Kommentar von xy121 ,

danke!

Antwort
von NoHumanBeing, 90

Eine Spule erzeugt auch dann ein Magnetfeld, wenn sie von Gleichstrom durchflossen wird. Dann kannst Du sie beispielsweise als Elektromagneten benutzen.

Allerdings tritt nur bei Wechselstrom (genauer gesagt bei Stromänderungen) Selbstinduktion innerhalb der Spule auf.

Kommentar von xy121 ,

bei Gleichstrom wird doch kurzzeitig auch ein Selbstinduktion erzeugt. Z.b. beim An- und Ausschalten des Stromes?!

Kommentar von NoHumanBeing ,

Ja, ich war hier etwas "schlampig". Gleichstrom und Wechselstrom bezieht sich ja eigentlich nur auf die Polarität des Stroms. Selbstinduktion tritt immer auf, wenn die Ableitung der Stromstärke nicht null ist.

Du kannst aber jeden beliebigen Signalverlauf in einen Gleichanteil und eine Reihe von sinusförmigen Oberwellen zerlegen (per Fouriertransformation). Damit wird auch Dein "Ein- und Ausschalten" zu einem "Wechselstrom".

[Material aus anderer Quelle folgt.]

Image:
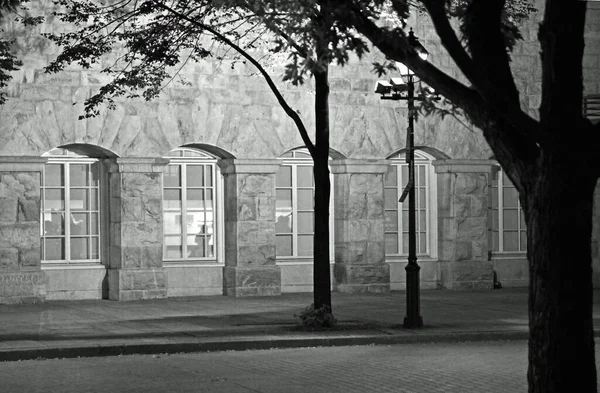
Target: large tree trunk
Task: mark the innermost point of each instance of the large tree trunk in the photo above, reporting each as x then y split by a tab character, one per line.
321	272
559	228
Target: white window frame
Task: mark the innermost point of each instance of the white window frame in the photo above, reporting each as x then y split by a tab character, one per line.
200	158
497	182
294	162
431	218
65	158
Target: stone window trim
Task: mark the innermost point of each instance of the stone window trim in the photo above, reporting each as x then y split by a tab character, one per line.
66	159
498	182
301	158
428	186
201	157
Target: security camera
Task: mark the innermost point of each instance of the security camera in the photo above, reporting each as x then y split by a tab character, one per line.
383	87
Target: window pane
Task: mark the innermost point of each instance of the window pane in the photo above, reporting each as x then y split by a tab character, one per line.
54	200
495	241
305	174
510	219
305	222
422	223
404	174
195	199
422	243
391	221
79	224
173	223
95	254
95	174
172	199
511	239
78	174
391	243
306	200
53	224
94	224
55	249
284	199
94	199
172	176
305	245
196	246
495	223
510	197
283	245
195	175
284	176
391	198
79	199
53	175
79	248
391	176
283	223
173	247
421	175
522	219
208	179
523	236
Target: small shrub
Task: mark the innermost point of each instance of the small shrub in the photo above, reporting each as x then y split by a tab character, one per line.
320	318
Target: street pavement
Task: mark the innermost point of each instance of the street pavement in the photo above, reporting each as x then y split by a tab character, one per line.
490	367
67	329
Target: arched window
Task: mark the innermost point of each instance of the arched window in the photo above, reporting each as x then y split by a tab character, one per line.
191	191
294	206
70	208
509	233
396	213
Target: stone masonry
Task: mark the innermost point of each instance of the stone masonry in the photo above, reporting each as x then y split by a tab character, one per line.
462	223
136	229
21	278
250	268
359	226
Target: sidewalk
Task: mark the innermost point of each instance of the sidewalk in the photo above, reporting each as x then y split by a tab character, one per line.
58	329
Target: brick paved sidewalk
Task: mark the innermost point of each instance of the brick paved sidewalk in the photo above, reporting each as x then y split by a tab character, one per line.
211	323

Wenn Du z. B. an eine Spule eine halbe Sekunde lang eine Spannung (*) von 1 V anlegst und anschließend eine halbe Sekunde eine Spannung von 0 V und dann wieder von vorne beginnst, dann hast Du effektiv einen Gleichspannungsanteil von 0.5 V, überlagert mit Wechselspannungsanteilen mit den Frequenzen 1 Hz, 3 Hz, 5 Hz, 7 Hz, 9 Hz, 11 Hz, 13 Hz, ... ad infinitum. Die Amplitude wird hierbei richtung höherer Frequenzen geringer und zwar immer genau proportional zu 1 / n für die n-te Oberschwingung. (Siehe Fourier-Reihe.) Diese Wechselspannungsanteile sorgen effektiv für die Selbstinduktion.

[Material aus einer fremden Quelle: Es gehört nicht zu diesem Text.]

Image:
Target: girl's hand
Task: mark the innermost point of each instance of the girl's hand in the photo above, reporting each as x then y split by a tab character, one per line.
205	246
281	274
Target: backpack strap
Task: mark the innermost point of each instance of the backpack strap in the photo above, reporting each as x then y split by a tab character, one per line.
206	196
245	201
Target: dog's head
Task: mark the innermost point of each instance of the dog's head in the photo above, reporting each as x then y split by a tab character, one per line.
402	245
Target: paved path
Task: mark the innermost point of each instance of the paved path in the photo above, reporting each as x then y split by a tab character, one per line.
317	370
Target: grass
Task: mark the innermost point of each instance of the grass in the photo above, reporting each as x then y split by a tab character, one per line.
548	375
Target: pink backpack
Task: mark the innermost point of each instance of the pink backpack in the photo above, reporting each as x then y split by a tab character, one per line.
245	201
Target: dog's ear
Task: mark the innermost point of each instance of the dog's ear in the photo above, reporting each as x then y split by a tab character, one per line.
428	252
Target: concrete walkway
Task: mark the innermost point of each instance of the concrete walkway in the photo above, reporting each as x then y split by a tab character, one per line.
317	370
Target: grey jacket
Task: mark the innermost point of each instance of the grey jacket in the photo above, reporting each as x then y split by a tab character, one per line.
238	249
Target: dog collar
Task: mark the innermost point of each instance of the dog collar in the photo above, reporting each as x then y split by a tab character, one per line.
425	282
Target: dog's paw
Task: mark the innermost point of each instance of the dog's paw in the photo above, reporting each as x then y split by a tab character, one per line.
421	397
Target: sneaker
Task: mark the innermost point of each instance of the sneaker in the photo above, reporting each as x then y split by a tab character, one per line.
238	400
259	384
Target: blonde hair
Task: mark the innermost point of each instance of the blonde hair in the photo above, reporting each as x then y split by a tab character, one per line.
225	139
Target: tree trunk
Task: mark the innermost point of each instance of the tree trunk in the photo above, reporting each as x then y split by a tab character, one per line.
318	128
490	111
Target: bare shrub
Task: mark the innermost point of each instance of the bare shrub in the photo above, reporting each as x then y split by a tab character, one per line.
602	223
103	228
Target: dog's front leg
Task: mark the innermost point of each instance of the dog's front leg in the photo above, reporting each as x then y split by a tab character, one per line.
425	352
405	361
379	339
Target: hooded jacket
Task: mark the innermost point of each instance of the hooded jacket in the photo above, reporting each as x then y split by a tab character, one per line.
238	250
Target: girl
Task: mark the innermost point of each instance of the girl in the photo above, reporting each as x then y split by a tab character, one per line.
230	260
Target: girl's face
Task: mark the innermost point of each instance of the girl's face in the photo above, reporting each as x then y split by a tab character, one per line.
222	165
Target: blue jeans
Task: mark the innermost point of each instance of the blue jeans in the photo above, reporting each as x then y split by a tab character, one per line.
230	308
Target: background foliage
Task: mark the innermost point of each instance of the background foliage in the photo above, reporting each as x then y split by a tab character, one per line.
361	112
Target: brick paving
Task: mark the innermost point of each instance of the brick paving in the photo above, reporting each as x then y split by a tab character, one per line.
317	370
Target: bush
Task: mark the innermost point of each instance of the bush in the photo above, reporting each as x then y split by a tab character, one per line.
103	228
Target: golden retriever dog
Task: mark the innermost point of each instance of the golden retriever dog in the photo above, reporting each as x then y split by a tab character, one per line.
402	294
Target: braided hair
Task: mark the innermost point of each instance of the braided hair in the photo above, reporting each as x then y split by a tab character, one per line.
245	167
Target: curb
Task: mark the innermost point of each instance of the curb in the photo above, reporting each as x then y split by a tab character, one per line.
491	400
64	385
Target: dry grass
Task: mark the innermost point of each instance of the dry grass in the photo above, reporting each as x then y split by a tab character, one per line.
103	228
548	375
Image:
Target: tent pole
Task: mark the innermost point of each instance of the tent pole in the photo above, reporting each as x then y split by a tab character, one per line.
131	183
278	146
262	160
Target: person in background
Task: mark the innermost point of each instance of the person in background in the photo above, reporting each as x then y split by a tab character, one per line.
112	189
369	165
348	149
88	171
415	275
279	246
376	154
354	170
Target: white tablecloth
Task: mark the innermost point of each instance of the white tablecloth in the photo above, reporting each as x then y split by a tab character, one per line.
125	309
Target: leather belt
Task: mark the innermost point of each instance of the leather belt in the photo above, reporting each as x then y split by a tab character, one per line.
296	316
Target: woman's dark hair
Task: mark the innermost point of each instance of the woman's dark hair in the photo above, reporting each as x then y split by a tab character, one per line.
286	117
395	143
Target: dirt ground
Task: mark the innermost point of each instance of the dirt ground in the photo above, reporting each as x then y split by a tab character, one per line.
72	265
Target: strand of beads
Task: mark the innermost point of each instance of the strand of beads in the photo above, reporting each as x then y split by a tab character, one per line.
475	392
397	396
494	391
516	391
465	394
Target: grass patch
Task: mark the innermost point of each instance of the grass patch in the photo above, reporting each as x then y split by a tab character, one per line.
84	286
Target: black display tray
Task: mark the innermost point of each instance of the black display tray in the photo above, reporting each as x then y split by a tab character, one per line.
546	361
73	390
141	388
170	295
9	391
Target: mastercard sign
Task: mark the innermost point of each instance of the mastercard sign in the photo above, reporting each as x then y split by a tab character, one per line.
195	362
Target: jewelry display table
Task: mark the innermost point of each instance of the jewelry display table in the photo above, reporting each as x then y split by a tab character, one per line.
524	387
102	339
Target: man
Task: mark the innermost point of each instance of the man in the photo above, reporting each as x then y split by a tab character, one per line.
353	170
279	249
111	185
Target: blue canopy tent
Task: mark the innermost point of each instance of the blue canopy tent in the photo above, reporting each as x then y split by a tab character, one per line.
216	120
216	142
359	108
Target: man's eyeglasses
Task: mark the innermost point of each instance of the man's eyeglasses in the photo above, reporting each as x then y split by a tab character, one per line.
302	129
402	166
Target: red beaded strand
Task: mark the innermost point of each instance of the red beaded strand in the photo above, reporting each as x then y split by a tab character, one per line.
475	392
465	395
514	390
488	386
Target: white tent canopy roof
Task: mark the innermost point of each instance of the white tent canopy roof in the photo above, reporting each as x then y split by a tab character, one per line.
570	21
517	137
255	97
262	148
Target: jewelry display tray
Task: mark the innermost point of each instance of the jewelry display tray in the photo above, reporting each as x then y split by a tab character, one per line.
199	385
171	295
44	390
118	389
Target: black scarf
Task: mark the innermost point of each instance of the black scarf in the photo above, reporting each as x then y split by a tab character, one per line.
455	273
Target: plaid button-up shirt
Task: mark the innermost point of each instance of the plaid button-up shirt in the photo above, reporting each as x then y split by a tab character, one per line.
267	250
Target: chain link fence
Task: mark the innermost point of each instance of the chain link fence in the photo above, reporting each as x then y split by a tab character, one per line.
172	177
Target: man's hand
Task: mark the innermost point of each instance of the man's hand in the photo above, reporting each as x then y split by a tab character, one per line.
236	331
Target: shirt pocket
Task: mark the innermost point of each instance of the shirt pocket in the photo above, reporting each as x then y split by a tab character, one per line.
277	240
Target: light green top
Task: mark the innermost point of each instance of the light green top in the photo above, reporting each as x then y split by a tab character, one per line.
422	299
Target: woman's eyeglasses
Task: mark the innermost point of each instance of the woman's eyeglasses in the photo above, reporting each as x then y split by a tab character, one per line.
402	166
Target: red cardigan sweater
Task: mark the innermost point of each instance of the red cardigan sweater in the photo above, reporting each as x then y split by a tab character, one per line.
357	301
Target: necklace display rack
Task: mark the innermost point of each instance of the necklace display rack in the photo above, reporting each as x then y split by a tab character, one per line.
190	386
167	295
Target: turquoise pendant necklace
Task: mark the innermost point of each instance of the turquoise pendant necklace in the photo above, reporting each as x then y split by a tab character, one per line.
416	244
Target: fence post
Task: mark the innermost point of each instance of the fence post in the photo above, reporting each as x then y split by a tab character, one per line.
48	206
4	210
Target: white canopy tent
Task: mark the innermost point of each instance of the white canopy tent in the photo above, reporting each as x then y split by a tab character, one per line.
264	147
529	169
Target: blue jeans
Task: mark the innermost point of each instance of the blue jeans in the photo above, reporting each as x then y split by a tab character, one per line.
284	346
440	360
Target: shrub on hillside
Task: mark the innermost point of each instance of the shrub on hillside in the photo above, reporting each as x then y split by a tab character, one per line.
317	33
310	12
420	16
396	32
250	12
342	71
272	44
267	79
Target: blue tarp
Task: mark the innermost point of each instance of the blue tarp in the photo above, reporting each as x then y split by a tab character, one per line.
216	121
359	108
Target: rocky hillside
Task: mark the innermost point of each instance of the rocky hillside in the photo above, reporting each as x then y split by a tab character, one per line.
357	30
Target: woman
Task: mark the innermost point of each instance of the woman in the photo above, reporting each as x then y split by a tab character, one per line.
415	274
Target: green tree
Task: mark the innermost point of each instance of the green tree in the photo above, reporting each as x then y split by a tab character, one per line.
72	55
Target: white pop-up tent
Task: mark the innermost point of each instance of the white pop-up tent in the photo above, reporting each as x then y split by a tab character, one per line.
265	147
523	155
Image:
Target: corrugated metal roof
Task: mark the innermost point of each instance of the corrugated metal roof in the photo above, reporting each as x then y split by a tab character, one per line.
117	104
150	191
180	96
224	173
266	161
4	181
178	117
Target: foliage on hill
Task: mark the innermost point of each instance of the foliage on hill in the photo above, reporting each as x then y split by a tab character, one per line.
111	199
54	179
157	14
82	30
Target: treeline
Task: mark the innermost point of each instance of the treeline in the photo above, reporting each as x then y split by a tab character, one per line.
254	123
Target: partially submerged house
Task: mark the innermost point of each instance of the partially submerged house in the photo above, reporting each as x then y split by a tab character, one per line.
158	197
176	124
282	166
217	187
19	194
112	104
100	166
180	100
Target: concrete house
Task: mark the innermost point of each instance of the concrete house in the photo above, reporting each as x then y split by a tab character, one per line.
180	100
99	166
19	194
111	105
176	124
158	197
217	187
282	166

(*) Ich spreche nun von Spannung und nicht von Strom, weil Du den Strom durch eine Spule nicht "sprunghaft" ändern kannst. Die Spule "wehrt sich dagegen". ;-)

Antwort
von Peter42, 67

eine Spule ist im Prinzip nix anderes als ein langer Draht (=Widerstand), der aus Platzgründen aufgewickelt wird. An Gleichspannung gelegt, bildet sich auch ein Magnetfeld aus, im Wesentlichen ist allerdings nur der Draht und damit sein Widerstand wirksam.

Das ändert sich bei Wechselspannung: das laufende Umpolen der Stromrichtung bremst, der Widerstand steigt an - und zwar besonders bei stärkeren Magnetfeldern. Diese sind bei einem aufgewickelten Draht (= Spule) stärker ausgeprägt als bei einem abgerollten Draht, daher ist der Widerstand einer Spule bei Wechselspannung höher als nur bei einem simplen Draht.

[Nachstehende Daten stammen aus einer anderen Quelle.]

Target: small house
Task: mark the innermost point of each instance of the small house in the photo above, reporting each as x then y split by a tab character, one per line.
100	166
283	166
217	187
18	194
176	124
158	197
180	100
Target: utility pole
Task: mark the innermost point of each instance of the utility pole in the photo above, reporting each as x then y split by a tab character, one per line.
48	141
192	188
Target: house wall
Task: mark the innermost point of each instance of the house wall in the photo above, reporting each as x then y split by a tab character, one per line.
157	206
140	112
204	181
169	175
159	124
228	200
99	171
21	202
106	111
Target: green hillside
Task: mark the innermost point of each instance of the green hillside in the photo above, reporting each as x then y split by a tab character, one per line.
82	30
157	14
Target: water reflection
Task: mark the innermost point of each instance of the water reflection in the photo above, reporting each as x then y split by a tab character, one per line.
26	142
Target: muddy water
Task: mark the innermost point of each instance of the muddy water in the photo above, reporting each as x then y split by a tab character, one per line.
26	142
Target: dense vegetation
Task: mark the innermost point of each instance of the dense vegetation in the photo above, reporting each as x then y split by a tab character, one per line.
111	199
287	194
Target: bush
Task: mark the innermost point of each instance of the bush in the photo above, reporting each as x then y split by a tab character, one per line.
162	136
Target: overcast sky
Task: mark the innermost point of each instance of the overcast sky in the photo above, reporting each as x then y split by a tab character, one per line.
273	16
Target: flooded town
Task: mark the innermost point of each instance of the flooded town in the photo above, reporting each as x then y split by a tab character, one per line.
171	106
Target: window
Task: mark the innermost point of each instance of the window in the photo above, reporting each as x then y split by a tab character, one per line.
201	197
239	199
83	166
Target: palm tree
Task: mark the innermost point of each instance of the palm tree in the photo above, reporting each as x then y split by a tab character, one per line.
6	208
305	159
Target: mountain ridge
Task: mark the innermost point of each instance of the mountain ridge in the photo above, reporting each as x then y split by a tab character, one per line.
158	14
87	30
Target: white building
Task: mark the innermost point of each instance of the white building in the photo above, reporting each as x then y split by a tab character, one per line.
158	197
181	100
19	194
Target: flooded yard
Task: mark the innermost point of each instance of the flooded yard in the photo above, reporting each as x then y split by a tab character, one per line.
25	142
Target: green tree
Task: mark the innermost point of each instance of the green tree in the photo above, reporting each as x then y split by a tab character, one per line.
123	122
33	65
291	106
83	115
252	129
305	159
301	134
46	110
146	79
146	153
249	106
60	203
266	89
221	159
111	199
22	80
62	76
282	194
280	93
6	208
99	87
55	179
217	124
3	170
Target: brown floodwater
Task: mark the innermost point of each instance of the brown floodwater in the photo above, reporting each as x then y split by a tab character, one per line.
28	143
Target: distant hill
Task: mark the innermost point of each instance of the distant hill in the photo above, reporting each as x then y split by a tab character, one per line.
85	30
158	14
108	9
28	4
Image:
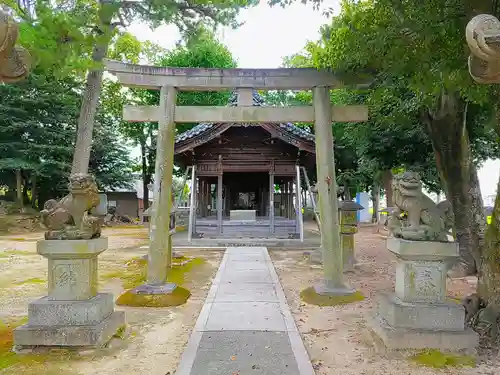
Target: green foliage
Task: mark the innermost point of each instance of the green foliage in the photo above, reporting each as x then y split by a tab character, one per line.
414	51
37	132
200	50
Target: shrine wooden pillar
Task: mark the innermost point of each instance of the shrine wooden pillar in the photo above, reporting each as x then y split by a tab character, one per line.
219	202
271	202
289	201
159	256
192	205
282	203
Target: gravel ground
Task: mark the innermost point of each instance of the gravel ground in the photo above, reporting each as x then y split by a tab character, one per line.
337	338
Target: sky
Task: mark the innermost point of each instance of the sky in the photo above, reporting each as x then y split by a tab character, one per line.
270	34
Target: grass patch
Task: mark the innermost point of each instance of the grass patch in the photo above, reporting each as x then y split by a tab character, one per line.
436	359
33	280
178	297
310	296
37	362
134	272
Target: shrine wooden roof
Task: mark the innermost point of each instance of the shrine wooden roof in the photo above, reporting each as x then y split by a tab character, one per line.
299	137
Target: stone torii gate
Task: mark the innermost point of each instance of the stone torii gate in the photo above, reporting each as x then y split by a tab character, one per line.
171	80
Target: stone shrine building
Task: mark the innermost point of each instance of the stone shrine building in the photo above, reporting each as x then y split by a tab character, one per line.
247	176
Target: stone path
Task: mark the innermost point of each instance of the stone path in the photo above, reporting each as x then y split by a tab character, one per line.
245	326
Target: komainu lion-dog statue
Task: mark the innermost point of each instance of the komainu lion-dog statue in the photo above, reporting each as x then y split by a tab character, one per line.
69	218
416	217
483	37
15	61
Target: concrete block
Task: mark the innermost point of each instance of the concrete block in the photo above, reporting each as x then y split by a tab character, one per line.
247	265
28	336
446	316
242	215
246	276
45	312
405	338
245	316
422	250
258	292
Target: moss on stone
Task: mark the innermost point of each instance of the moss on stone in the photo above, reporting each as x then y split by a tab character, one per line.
135	274
310	296
121	333
178	297
18	252
33	280
135	271
436	359
38	363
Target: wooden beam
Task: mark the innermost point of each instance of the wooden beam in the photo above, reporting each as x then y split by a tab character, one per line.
197	114
202	79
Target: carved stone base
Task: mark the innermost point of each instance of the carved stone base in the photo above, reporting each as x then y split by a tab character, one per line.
316	257
44	312
96	335
405	338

Ein Trafo wird mit Wechselspannung betrieben - mit Gleichspannung wirkt er nur als Widerstand, und hierfür gibt's wesentlich billigere (und kleinere) Lösungen.

Antwort
von Mikkey, 74

Ein Gleichstrom ruft ein Magnetfeld hervor, ein Wechselstrom ein wechselndes Magnetfeld.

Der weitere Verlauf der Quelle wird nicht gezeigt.